Sonthofen / Oberallgäu
Jugendhilfe: Die Kosten schießen weiter nach oben

Die Jugendhilfe bleibt ein Sorgenkind im Oberallgäu. Die seit Jahren steigenden Ausgaben schießen weiter in die Höhe. Heuer sollen die Kosten für den Landkreis unterm Strich um zehn Prozent auf knapp 8 Millionen Euro steigen. Und da ist der Lohn für 40 Kräfte im Landratsamt noch gar nicht eingerechnet, ebenso wenig die Raumkosten. Allein die Personalausgaben für 19 Sozialpädagogen und 21 Verwaltungskräfte summierten sich 2009 auf knapp 1,8 Millionen Euro. Acht dieser Mitarbeiter entlohnt direkt der Freistaat, also letztlich auch der Steuerzahler.

Die 8 Millionen Euro für die eigentliche Jugendhilfe reichen nur, wenn heuer die Fallzahl nicht weiter steigt. Doch in den Vorjahren gelang es auch nicht, die Fallzahl stabil zu halten.

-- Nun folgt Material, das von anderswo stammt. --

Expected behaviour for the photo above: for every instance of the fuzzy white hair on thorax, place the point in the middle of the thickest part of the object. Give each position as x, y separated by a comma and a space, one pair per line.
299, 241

Da liegt der Hase sozusagen mit im Pfeffer: Viele Fälle der Jugendhilfe sind nicht hausgemacht, sondern zugezogen. Konkret: «60 Prozent der Jugendhilfe-Fälle, die das Oberallgäu finanziert, sind nicht hier geboren, sagt Abteilungsleiter Eduard Waibel vom Landratsamt. Die Zuzugsquote sei doppelt so hoch wie in anderen Landkreisen.

Die Frage, wer zahlen muss, landet dann auch mal vor Gericht. Um satte 180000 Euro geht es etwa in dem Rechtsstreit zwischen den Landkreisen Oberallgäu und Kassel um eine Familie, die vor mehreren Jahren zuzog. Seitdem sind die Kosten für den Heimaufenthalt eines Kindes aufgelaufen. Das Oberallgäu will nicht zahlen, fürchtet aber, vor Gericht zu verlieren.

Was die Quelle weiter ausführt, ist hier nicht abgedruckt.